Simulation showing value of t statistic | Confidence intervals | AP Statistics | Khan Academy
In a previous video, we talked about trying to estimate a population mean with a sample mean and then constructing a confidence interval about that sample mean. We talked about different scenarios where we could use a z table plus the true population standard deviation, and that actually would construct pretty valid confidence intervals.
But the problem is you don't know the population standard deviation. So you might try to use a z table to find your critical values plus the sample standard deviation. However, what we talked about is that this doesn't actually do a good job of calculating our confidence intervals, and we're going to see that experimentally in a few seconds.
Instead, we have something called a t statistic, where if we want our critical value, we use a t table instead of a z table. Then we use that in conjunction with our sample standard deviation, and all of a sudden, we are actually going to have pretty good confidence intervals.
To make this a little bit more real, let's look at a simulation. This is a scratch pad on Khan Academy made by Khan Academy user Charlotte Allen. The whole point there is to see what our confidence intervals look like with these different scenarios.
Let's say we have a true population mean of 2.0. For some context, let's say it's the average number, the mean number of apples people eat a day. The true population mean is two. That seems high, but maybe it's in a certain country that has a lot of apples.
Let's say we know that the population standard deviation is 0.5, and we're going to create confidence intervals with the goal of having a 95% confidence level. We're going to take sample sizes of 12. So first, we can construct our confidence intervals using z and sigma, which is a legitimate way to do it.
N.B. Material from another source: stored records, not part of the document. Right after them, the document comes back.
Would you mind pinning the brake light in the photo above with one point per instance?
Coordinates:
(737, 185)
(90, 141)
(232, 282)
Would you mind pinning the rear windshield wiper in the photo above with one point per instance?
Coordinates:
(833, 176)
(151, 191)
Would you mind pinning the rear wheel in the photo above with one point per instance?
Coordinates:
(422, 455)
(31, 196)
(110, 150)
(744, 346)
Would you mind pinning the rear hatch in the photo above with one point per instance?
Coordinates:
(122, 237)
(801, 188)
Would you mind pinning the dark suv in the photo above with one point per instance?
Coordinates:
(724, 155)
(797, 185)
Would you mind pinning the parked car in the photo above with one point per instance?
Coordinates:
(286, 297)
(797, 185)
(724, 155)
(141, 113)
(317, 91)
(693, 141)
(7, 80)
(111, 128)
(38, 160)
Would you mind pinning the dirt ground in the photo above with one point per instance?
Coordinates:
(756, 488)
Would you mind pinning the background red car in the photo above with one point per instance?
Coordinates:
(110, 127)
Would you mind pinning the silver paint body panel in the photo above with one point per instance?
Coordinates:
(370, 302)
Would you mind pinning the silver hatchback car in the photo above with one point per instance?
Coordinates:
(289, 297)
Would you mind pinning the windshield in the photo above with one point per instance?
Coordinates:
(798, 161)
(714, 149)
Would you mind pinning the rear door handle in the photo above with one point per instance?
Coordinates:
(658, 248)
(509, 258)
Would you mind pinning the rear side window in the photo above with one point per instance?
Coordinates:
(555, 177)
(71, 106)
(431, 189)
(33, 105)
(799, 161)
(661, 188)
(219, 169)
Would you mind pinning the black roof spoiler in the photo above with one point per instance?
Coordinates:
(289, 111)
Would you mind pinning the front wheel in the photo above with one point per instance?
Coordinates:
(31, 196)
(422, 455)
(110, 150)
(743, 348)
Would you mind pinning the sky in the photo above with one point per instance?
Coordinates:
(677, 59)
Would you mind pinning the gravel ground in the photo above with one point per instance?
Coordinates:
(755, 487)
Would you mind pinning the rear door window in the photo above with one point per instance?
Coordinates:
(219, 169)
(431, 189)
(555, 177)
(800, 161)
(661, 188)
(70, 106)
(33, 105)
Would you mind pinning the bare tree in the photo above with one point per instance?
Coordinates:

Let's just draw a bunch of samples here. We see that it looks like it is roughly 95% when we keep making these samples and constructing these confidence intervals. About 95% of the time, these confidence intervals contain our true population mean. So these look like good confidence intervals.
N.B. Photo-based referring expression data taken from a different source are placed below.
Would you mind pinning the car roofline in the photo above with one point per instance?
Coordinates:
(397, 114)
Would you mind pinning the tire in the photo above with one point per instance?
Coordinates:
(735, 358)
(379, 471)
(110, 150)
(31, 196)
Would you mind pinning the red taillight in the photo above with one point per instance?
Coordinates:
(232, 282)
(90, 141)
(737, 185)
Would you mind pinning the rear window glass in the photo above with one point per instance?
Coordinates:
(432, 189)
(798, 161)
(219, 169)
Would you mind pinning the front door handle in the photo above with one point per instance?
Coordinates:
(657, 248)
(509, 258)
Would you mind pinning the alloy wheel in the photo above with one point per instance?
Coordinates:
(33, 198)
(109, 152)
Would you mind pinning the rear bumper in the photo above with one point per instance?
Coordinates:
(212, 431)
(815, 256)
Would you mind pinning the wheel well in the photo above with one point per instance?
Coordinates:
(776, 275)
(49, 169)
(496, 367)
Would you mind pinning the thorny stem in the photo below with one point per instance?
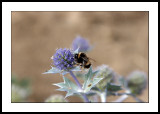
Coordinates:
(79, 85)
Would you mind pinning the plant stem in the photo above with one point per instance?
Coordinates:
(79, 85)
(103, 97)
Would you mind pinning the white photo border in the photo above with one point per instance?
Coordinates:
(7, 7)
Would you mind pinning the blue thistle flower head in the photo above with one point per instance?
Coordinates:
(81, 43)
(63, 59)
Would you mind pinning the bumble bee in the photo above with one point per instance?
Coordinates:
(82, 60)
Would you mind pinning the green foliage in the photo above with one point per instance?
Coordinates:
(68, 86)
(113, 87)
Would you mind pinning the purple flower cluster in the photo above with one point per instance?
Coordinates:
(63, 59)
(80, 43)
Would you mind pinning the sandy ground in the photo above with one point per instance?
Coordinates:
(120, 40)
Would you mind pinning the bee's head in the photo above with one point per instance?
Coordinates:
(76, 56)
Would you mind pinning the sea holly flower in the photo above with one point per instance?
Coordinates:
(55, 99)
(81, 43)
(137, 81)
(63, 60)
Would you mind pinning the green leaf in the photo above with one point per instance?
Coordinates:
(54, 70)
(68, 86)
(76, 51)
(113, 87)
(89, 81)
(77, 68)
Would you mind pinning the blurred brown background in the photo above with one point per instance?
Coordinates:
(120, 40)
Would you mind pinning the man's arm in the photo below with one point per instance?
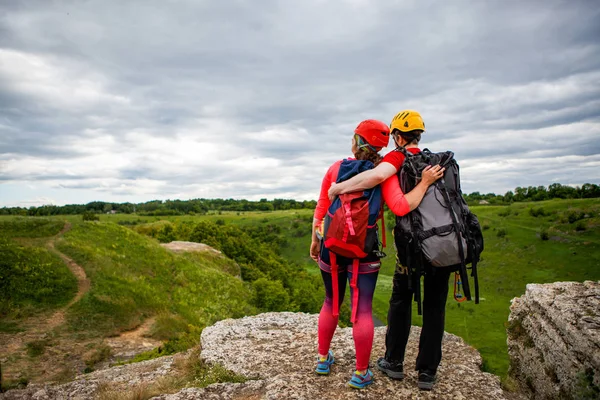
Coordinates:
(364, 180)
However, as we’ve talked about, normally when doing this type of inferential statistics, you don't know the population standard deviation. You don't know sigma. So instead, you might be tempted to use z with our sample standard deviations.
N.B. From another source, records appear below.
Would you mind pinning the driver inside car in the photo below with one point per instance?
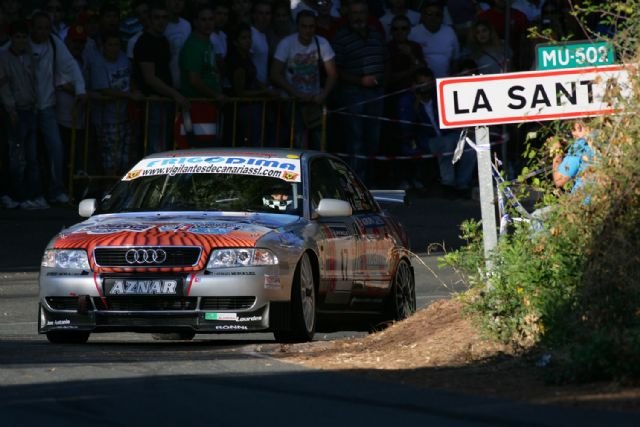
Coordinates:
(279, 198)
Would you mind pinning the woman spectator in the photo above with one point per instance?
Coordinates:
(486, 49)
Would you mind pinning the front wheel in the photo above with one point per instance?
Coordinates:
(402, 300)
(68, 337)
(303, 305)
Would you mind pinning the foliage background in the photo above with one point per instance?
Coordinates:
(571, 290)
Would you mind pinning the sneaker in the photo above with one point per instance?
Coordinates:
(8, 203)
(60, 199)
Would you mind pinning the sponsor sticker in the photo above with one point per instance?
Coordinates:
(272, 281)
(144, 287)
(287, 169)
(221, 316)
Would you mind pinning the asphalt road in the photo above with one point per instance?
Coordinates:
(129, 379)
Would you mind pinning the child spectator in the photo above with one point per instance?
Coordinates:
(18, 95)
(111, 77)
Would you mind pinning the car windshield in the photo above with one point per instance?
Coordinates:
(204, 192)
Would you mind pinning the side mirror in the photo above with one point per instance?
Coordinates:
(333, 207)
(87, 207)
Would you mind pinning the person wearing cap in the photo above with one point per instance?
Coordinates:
(18, 95)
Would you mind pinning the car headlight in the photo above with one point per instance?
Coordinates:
(72, 259)
(221, 258)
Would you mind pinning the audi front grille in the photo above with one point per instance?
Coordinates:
(147, 256)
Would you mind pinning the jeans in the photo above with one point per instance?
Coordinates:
(362, 135)
(48, 125)
(457, 175)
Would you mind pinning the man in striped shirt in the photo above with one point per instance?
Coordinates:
(360, 59)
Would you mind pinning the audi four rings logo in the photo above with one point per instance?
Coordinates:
(145, 256)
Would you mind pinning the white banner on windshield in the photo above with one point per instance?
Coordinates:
(287, 169)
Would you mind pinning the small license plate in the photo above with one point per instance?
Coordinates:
(125, 287)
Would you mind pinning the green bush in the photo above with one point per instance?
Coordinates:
(572, 289)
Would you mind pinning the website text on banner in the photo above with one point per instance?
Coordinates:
(532, 96)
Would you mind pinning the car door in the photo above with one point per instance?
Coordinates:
(337, 237)
(374, 244)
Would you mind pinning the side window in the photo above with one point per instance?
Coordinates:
(324, 182)
(353, 190)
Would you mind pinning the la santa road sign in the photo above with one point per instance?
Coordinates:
(531, 95)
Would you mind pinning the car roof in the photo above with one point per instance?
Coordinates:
(239, 151)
If you look at that for these exact same samples we just calculated, notice now that when we did it over and over again—625 times in this scenario—where we keep calculating the confidence intervals with z and s, the true population mean is contained in the intervals only 92.2% of the time.
We could keep going, but we have a much lower hit rate than we would hope to have if we were actually using z and sigma. Now what's neat is if we use a t table, notice this is getting much closer. This is interesting because, with the t table and something that we can actually get from the sample—the sample standard deviation—we're able to have a pretty close hit rate to what we would have if we actually knew the population standard deviation.
So that's the value of t and t statistics. We're going to give more and more examples, including using a t table in future videos.